I prefer to believe that, in making a show of letting Beijing officials intrude into her newsroom, Tam was blinded by her arrogance and therefore blindsided by the leak. But the truth is likely to be more sinister. In the past couple of years, CCP’s influence on institutions in Hong Kong, previously kept under wraps, has been brought out into the open as though by design. Five percent of the city’s listed companies have announced they are now answerable to the newly-established party cells within them; students who hailed from China studying law at a Hong Kong university openly attended on-campus party cell conferences, where they were exhorted to “wear politics on your sleeves.” Tam’s meeting was therefore probably convened out of cold calculation – she was simply doing her part in a large-scale ploy to spook Hong Kong people into accepting their lot as circus monkeys.

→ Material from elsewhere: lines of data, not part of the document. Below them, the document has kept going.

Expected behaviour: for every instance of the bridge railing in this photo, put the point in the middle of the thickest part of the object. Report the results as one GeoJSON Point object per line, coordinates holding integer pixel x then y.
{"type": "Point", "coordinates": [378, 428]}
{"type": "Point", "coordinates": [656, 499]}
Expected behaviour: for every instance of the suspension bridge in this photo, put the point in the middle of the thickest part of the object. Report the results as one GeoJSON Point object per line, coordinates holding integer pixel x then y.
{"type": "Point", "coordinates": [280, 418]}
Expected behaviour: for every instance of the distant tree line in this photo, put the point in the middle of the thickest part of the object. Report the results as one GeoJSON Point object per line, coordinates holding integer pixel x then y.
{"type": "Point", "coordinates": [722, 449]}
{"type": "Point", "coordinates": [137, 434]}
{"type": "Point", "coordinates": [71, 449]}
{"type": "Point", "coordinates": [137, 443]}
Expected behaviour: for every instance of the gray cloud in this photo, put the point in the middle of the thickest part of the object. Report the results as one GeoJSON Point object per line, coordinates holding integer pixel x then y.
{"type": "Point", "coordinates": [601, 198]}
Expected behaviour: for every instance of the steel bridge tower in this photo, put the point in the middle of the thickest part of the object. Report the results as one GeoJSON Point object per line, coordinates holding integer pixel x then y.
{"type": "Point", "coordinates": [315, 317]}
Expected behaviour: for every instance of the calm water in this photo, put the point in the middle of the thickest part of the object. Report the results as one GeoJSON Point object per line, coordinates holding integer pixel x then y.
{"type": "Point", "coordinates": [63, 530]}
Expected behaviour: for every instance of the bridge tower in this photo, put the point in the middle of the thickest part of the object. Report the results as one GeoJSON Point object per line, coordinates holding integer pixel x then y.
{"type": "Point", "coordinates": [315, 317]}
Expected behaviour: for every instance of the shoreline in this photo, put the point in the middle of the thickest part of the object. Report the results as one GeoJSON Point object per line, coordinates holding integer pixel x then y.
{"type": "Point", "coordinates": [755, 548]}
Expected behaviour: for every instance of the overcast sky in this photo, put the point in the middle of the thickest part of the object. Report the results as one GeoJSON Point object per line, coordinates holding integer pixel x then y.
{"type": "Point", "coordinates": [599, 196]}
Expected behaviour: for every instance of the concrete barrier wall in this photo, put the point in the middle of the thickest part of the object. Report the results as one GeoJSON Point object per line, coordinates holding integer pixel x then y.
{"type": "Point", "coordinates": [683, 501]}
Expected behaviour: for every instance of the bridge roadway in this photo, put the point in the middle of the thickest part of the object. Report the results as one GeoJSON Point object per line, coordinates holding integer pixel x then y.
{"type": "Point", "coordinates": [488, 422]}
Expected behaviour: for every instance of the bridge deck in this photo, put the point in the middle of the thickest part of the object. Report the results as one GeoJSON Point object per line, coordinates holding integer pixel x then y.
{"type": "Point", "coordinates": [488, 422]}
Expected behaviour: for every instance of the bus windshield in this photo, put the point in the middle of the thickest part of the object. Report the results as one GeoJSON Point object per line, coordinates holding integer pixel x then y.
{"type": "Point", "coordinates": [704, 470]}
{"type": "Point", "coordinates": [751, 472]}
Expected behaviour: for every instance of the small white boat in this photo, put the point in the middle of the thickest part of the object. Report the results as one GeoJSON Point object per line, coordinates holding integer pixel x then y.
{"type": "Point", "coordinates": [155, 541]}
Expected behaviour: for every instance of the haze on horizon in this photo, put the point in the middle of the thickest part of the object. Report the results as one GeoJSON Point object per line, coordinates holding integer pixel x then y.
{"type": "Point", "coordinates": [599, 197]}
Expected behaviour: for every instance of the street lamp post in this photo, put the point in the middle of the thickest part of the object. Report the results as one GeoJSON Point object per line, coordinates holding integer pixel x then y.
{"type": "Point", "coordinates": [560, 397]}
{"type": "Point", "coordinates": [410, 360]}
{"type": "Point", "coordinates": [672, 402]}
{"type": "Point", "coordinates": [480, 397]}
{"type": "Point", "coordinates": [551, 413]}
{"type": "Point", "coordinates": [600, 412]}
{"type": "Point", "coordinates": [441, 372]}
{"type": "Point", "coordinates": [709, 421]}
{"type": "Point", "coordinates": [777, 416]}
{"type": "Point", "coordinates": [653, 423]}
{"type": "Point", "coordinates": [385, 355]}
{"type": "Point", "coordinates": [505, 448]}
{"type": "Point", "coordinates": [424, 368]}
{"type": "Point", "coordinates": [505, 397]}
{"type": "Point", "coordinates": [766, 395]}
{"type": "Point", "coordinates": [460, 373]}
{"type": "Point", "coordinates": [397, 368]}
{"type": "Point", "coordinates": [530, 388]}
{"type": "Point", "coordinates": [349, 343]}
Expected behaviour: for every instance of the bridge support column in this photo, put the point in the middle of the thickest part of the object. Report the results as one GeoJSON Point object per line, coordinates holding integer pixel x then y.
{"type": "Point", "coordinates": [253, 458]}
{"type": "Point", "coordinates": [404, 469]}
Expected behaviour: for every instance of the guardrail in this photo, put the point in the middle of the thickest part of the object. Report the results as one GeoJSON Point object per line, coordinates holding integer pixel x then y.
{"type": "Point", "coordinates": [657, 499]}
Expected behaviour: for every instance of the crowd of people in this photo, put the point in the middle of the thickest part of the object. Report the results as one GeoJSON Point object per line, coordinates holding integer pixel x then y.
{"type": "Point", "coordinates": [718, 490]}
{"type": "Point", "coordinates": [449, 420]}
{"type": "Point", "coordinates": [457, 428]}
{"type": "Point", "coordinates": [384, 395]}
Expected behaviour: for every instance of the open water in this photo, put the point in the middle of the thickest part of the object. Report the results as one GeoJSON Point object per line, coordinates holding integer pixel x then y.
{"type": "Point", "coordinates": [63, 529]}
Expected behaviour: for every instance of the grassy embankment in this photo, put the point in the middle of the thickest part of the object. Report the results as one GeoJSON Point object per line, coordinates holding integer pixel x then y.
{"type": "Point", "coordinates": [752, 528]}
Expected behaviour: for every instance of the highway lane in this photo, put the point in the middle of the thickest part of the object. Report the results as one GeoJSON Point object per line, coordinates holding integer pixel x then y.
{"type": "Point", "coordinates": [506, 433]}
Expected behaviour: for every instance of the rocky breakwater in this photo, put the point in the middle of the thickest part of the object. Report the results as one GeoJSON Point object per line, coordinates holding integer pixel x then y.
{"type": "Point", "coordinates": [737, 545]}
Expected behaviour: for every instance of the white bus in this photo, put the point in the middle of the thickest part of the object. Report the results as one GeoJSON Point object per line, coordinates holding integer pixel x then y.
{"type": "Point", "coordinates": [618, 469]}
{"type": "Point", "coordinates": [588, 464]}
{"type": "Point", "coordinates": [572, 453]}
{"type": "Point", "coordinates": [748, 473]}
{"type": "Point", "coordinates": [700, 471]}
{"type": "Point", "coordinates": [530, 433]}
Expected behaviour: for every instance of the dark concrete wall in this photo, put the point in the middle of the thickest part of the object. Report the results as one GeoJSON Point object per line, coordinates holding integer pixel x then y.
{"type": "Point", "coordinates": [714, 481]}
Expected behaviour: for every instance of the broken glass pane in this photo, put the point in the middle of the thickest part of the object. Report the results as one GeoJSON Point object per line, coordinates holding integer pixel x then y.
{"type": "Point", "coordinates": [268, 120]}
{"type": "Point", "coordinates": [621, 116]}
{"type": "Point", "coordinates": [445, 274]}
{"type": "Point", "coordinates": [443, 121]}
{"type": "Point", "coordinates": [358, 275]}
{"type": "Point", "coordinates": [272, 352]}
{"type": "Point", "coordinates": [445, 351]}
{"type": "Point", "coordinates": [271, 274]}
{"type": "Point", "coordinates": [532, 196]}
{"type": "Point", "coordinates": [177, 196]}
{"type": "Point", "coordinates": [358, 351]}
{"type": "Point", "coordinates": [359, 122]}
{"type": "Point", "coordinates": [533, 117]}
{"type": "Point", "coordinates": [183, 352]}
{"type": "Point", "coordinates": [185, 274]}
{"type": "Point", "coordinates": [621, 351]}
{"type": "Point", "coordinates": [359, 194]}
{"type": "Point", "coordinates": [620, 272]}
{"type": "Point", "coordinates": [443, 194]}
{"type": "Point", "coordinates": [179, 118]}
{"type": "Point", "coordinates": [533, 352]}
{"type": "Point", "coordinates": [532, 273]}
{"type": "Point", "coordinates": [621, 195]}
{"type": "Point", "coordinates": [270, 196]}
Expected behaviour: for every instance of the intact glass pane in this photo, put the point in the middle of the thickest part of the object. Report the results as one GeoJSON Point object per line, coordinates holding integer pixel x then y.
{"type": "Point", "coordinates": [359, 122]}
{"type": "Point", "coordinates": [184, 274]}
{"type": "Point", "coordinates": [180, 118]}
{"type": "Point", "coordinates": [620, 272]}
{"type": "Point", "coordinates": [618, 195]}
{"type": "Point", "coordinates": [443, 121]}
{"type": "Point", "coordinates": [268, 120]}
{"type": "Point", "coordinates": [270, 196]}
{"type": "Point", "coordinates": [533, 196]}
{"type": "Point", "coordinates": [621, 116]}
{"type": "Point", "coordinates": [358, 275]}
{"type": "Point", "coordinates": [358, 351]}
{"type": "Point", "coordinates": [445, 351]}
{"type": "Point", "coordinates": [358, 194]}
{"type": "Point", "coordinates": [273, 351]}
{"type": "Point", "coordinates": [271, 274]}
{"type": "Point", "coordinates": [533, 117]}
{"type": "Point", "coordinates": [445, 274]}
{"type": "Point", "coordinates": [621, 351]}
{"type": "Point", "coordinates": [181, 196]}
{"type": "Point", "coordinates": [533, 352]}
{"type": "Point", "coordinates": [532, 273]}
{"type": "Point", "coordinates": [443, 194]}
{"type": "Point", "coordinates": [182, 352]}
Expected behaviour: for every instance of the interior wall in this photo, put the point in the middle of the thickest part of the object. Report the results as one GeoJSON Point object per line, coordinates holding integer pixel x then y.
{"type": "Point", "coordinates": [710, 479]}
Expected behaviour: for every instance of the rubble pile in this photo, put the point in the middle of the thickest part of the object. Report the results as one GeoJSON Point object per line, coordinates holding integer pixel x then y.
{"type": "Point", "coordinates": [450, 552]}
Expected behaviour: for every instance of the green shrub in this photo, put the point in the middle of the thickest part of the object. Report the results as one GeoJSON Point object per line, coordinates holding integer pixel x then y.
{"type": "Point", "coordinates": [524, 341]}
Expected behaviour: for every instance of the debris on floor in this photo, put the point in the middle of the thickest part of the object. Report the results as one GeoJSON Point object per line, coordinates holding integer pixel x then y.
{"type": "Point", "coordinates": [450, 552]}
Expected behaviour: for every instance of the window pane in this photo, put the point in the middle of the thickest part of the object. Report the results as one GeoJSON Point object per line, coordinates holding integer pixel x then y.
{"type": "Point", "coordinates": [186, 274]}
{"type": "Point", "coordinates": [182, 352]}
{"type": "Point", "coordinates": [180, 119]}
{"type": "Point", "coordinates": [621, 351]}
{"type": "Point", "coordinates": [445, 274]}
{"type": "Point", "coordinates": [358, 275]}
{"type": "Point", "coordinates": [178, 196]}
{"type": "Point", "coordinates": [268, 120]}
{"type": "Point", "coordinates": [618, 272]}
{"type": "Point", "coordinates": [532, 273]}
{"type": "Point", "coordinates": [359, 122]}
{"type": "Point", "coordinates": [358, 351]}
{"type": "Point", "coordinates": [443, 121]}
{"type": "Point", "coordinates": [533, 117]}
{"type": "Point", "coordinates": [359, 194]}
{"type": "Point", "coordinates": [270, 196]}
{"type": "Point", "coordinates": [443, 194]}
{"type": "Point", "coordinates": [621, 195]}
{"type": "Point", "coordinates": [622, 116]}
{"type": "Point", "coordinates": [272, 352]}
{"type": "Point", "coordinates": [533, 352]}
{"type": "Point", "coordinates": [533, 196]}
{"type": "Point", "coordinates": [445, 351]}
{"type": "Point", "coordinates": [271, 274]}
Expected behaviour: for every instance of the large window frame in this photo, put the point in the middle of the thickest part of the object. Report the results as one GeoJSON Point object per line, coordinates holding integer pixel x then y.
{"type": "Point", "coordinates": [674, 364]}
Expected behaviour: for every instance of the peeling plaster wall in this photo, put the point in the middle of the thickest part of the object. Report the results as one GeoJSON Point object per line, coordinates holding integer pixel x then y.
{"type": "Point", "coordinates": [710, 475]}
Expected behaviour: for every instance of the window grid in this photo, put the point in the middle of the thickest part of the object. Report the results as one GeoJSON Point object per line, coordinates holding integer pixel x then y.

Last November, a scene that could have appeared in 1984 occurred in China: a woman in the southwest metropolis of Chongqing appeared at the city’s People’s Liberation Monument stark naked in broad daylight, yelling “down with the communist party, give me justice.” She was quickly subdued by the police. Even though I know nothing about her beyond what was shown in the video – I don’t know what her grievance was or what has become of her since (the party has probably confined her to a mental hospital) – I feel I already know her, because as a writer who relish the release I get when I put Tam’s likes in their place, I can imagine how empowered the woman felt when she channeled her loathing of the CCP into her grand gesture. And luckily for me, not all oppressed characters in 1984 are equal: unlike Chen Mengjia, I have a foreign passport, so, I can leave Hong Kong when the CCP becomes too impossible; unlike the Chongqing woman, whose dramatic undertaking is by nature a one-off act, I can mobilize my anger and write on an ongoing basis. Writers often complain about how hard writing is , but I can assure you that overcoming the fear of writing when Big Brother is watching is even harder than the act of writing itself! No matter how mighty the struggle, however, I’ll soldier on. This is what I want for myself, and what Chen Mengjia and the Chongqing woman would have wanted for me and themselves, too.